IN this edition of Monday’s Musical Musings, Scott Mathie, Head of Year 9 and Teacher of Chemistry, shares his love of Bruce Springsteen and the song ‘The Rising’.

At many different times in my life, I have always taken comfort in listening to music. Whether it was singing along to ‘Loch Lomond’ by Runrig during half time at Hampden while watching Scotland play, or having one of Bruce Springsteen’s songs, ‘If I should fall behind’ read by a family member at Mrs Gibson and I’s wedding in the Cathedral. My music interests have varied as time has gone on. Growing up, I enjoyed Hip Hop and Rap music and then found myself immersed in Indie music in the early 00’s, as a keen gig goer and the occasional festival. More recently, my choices have mellowed, with Country music and Americana being my big influences. I have always enjoyed the simplicity and the happiness in Country music that gives it the famous Nashville phrase “Three chords and the truth”.

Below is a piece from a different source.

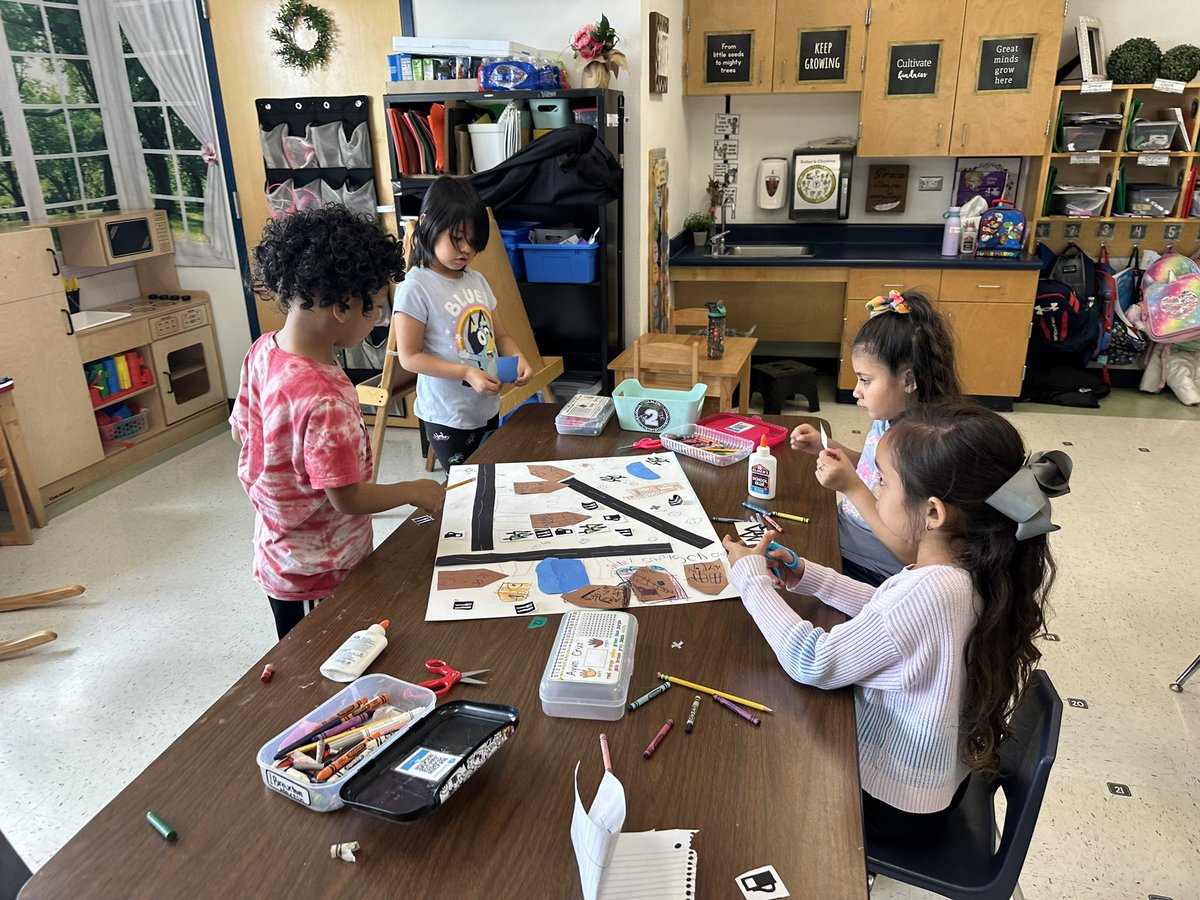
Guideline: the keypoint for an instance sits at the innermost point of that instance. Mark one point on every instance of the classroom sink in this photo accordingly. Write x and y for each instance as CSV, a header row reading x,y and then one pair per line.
x,y
90,318
768,251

However, it was when I went to see Bruce Springsteen live at Glasgow in 2009 that my musical tastes changed towards this Americana and onto Country music. I was always a fan of his big hits, but after witnessing the great man live, he became an obsession. I then went on to see him at the Olympic Stadium in London and more recently, the Santiago Bernabéu Stadium in Madrid. The latter being one of my fondest memories during my time in Spain. One of his most impressive songs is ‘The Rising’ which I have always found very uplifting, and I would frequently use it as my first song on a running playlist. The song was used at the inauguration of Barack Obama in 2008 and he clearly found it inspiring too. I always found it very motivational. This was until more recently, when I delved into the lyrics and the true meaning of the song. It tells the sad story of a firefighter going up one of the Twin Towers on the day of 9/11 and consequently tragically dying in the disaster.

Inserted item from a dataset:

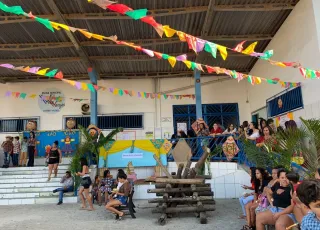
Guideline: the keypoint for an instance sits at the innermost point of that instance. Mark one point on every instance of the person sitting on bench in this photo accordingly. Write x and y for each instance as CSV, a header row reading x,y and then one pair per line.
x,y
67,182
122,196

Can’t see nothing in front of me
Can’t see nothing coming up behind
Make my way through this darkness
I can’t feel nothing but this chain that binds me
Lost track of how far I’ve gone
How far I’ve gone, how high I’ve climbed
On my back’s a sixty-pound stone
On my shoulder, a half-mile line

When I hear the song now, I no longer can listen to it in the same sense and to be honest, do not listen to it as often. I look at it in a different light and it has made me think about how selfless the firefighters and first responders were that day.

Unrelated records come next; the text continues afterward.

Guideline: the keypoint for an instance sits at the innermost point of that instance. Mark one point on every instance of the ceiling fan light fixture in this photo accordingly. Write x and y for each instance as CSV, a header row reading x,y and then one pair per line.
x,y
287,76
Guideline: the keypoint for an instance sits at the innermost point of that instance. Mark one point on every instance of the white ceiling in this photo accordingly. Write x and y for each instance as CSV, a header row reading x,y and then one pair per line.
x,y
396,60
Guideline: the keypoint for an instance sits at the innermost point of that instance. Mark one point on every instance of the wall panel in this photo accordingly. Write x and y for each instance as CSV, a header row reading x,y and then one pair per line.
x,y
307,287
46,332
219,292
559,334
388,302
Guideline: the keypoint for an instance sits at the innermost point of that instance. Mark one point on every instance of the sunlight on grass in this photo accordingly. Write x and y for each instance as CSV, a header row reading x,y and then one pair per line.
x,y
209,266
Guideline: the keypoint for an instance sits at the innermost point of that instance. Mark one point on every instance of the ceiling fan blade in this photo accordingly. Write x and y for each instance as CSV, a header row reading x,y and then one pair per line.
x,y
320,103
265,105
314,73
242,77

As a school we have just marked the end of Anti Bullying Week and have encouraged students to take part in ‘One Kind Word’. It is important to consider others’ thoughts and feelings before making rash decisions or judgements. When you consider how brave the first responders were, how they were taking a huge risk and knew how unlikely a desirable outcome would be. Although we are not put in situations as bleak as 9/11, there are times in life where we have to make difficult decisions and choices. Particularly at school, we all have a responsibility of looking out for one another. At times I am sure many of us have been in, or witnessed, a situation where it is easier to turn a blind eye than be brave and do the right thing. When put in a situation like this myself, I think about ‘The Rising’ and the actions of the first responders on that fateful day, how they performed their duty despite the difficulties. Throughout my life I remind myself, what selfless actions can I do to show support to others? As you journey through life it is important to consider others around you and what you are doing to support one another.

Remember selflessness and ‘One Kind Word’ can make a huge difference.